I have a need to perform distributed searching across a largish set of small files (~10M) with each file being a set of key: value pairs. 我需要在一组较大的小文件(约10M)中执行分布式搜索,每个文件都是一组key: value对。 I have a set of servers with a total of 56 CPU cores available for this - these are mostly dual core and quad core, but also a large DL785 with 16 cores. 我有一组服务器,总共可使用56个CPU内核-这些服务器主要是双核和四核,但也有带有16核的大型DL785。

The system needs to be designed for online queries, I'm ideally looking to implement a web-service which returns JSON output on demand from a front-end. 该系统需要针对在线查询进行设计,理想情况下,我希望实现一种Web服务,该服务可根据需要从前端返回JSON输出。

To further complicate matters, for any particular search sometimes I'll only want to look at the latest version of each file, but other searches may only apply to those versions of files that existed on a particular date. 更复杂的是,对于任何特定的搜索,有时我只希望查看每个文件的最新版本,但是其他搜索可能仅适用于特定日期存在的那些文件版本。

I've looked at Hadoop, but the administration is pretty horrible, and the default job submission methods are slow. 我看过Hadoop,但是管理工作非常糟糕,默认的作业提交方法很慢。 It appears to be designed for offline very large scale processing, and not for online data processing. 它似乎是为离线超大规模处理而设计的,而不是为在线数据处理而设计的。

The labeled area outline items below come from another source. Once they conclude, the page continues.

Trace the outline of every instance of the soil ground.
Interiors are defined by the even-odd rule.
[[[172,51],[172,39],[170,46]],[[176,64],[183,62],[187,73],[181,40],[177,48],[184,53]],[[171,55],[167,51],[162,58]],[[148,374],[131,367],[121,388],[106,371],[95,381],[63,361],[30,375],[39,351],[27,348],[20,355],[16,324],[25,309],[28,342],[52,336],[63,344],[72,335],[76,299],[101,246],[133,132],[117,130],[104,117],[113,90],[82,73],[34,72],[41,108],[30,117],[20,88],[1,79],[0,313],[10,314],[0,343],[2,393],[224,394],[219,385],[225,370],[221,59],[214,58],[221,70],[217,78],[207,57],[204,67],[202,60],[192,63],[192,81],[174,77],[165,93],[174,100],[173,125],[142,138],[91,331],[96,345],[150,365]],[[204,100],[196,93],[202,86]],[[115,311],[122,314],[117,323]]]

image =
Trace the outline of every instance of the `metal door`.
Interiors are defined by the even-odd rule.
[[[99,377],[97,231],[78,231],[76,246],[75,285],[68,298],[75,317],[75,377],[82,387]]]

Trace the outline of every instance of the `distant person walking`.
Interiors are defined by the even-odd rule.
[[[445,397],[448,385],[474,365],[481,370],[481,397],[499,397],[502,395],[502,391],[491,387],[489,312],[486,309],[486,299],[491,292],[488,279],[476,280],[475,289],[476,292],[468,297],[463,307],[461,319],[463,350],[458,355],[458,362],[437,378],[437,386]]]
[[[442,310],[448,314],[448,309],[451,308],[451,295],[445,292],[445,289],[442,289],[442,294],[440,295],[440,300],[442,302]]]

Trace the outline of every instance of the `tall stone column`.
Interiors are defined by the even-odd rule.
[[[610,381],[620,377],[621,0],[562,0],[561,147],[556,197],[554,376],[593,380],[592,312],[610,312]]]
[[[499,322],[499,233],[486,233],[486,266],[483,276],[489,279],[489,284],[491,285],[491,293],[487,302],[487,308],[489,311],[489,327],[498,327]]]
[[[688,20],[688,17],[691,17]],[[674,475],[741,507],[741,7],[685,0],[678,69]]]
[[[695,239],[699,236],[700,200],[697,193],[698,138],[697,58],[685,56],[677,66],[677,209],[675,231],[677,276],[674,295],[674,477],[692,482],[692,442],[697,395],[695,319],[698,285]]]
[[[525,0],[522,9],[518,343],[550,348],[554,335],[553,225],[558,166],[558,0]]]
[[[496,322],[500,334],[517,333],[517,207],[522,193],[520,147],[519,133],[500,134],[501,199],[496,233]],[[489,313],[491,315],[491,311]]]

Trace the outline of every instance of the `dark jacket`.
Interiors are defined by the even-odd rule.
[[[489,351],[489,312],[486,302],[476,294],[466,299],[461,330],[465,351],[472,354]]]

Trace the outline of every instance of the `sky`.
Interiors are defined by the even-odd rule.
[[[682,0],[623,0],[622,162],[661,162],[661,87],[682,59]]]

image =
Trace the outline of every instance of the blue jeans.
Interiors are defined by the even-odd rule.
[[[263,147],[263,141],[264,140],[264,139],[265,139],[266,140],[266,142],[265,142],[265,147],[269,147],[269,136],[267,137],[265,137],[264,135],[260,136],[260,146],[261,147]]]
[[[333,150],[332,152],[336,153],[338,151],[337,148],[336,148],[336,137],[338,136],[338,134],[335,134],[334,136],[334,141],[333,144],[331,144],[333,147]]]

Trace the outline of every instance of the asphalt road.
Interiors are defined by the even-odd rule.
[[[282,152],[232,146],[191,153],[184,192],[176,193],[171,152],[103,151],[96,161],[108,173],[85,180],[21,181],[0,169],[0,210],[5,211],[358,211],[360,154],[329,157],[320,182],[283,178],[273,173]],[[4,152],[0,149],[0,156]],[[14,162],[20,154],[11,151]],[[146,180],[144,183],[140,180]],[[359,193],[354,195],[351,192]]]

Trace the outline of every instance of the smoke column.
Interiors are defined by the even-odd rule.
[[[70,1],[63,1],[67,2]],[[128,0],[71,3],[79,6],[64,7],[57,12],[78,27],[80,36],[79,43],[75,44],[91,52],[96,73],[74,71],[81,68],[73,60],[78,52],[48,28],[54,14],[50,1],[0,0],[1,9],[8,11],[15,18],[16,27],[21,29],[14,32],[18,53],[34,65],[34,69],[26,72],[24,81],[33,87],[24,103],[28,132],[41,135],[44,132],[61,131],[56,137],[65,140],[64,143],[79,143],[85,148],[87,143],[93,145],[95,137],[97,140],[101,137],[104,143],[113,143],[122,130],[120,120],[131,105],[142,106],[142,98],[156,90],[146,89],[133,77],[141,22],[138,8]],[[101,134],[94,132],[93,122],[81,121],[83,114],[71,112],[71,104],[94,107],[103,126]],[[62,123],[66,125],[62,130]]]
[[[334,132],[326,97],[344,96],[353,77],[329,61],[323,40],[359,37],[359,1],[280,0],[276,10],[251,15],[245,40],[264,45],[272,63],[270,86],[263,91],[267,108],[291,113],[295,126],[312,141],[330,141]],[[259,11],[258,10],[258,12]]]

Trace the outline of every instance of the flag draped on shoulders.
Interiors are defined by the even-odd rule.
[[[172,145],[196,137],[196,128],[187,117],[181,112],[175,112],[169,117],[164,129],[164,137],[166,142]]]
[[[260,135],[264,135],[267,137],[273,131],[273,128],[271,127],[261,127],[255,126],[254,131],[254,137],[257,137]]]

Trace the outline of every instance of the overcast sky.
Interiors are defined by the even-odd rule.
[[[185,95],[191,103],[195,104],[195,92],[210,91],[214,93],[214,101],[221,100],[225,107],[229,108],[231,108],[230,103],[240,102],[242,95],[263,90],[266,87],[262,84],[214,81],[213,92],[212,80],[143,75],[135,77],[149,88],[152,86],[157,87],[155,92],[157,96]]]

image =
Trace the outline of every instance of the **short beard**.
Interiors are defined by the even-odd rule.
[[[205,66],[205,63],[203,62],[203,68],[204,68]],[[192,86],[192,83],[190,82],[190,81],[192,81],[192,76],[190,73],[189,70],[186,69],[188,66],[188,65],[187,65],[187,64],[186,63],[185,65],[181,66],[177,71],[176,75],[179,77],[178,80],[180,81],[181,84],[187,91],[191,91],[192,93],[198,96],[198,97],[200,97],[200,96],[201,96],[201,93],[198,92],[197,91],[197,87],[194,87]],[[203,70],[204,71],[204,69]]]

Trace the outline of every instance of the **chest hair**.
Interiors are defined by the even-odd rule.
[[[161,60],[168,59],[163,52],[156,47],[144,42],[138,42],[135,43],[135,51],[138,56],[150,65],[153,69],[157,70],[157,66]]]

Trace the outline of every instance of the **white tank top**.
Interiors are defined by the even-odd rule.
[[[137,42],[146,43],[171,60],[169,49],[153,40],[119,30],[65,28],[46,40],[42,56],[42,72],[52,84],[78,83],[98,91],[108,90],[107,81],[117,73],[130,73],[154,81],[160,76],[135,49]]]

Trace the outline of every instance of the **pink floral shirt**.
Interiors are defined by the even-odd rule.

CouchDB looks nice as a document store and knows about key: value style documents and versioning and MapReduce, but I can't find anything about how it can be used as a distributed MapReduce system. CouchDB作为文档存储看起来不错,并且了解以下key: value样式文档和版本控制以及MapReduce,但是我找不到关于如何将其用作分布式 MapReduce系统的任何信息。 All of the clustering documentation talks about using clustering and replication of the entire database for load-balancing , whereas what I need is load-distribution . 所有集群文档都讨论了如何使用集群和整个数据库的复制来实现负载均衡 ,而我需要的是负载分配

I've also investigated various DHTs, and whilst they're fine for actually storing and retrieving individual records, they're generally poor at doing the 'map' part of MapReduce. 我还研究了各种DHT,尽管它们非常适合实际存储和检索单个记录,但它们通常不擅长MapReduce的“地图”部分。 Iterating over the complete document set is crucial. 遍历整个文档集至关重要。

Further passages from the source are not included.